Percorrer o jardim centenário da família Meneghello

Passar um cabo a terra em Vinogradišće para a noite

Apanhar o táxi aquático até à vila de Hvar depois de escurecer

Percorrer o trilho de cabras até Vlaka, na margem oposta

Dica de atracação

A marina ACI de Palmižana é de popa em lazy-lines e, no pico do verão, vai querer essa reserva feita online antes de chegar.

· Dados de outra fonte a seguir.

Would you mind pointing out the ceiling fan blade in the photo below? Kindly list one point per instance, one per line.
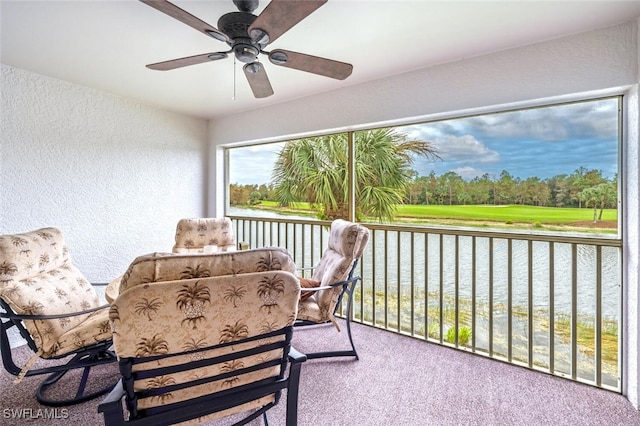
(312, 64)
(186, 18)
(258, 80)
(279, 16)
(189, 60)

Sem lugar, Vinogradišće, na costa sul, é a alternativa, areia e ervas com um cabo a terra, e aguenta melhor o vento de oeste da tarde. Não passe a noite na baía principal aberta assim que o gradiente de sudoeste se instalar.

Trogir
7
Dia 7

Hvar (Palmižana)Split (Trogir, Kaštela)

Um último salto, vinte e duas milhas para nordeste desde Palmižana, leva-o ao anel de bases de charter em torno de Split. Sábado é dia de entrega e corre a horas certas: acostado às nove, com o combustível cheio, os tanques esvaziados, os conveses lavados e alguém a bordo para percorrer o barco com a base entre as oito e as nove. Qual das bases está escrito nos seus papéis de só ida. A ACI Marina Split deixa-o mais perto do centro e do Palácio de Diocleciano; a Marina Kaštela é a maior e fica a um quarto de hora de carro para oeste; a ACI Trogir encosta-se à velha vila muralhada e é a mais perto da pista. Nenhuma das três dá trabalho a entrar, de dia ou de noite. Assinada a saída, o aeroporto fica a dez ou quinze minutos de Trogir ou de Kaštela e um pouco mais de Split. Se sobrar tempo antes do transfer, gaste-o num almoço demorado na Riva de Split ou em Trogir, e deixe assentar uma semana de navegação.

O que fazer

Encher os tanques e esvaziar os sanitários antes da saída

Dar mais uma volta pelo Palácio de Diocleciano

Explorar a vila velha muralhada de Trogir, se for esse o seu destino

Dar um último mergulho em Bačvice, abaixo da vila velha

Desfrutar de um almoço demorado na marginal de Split

Dica de atracação

Entregue o barco na base que a sua papelada de só ida indicar, seja a ACI Marina Split, a Marina Kaštela ou a ACI Trogir; o responsável do cais pô-lo-á de popa ou a contrabordo. A saída decorre das oito às nove no sábado, por isso, se o contrato quiser o barco na véspera, procure estar amarrado até às cinco de sexta.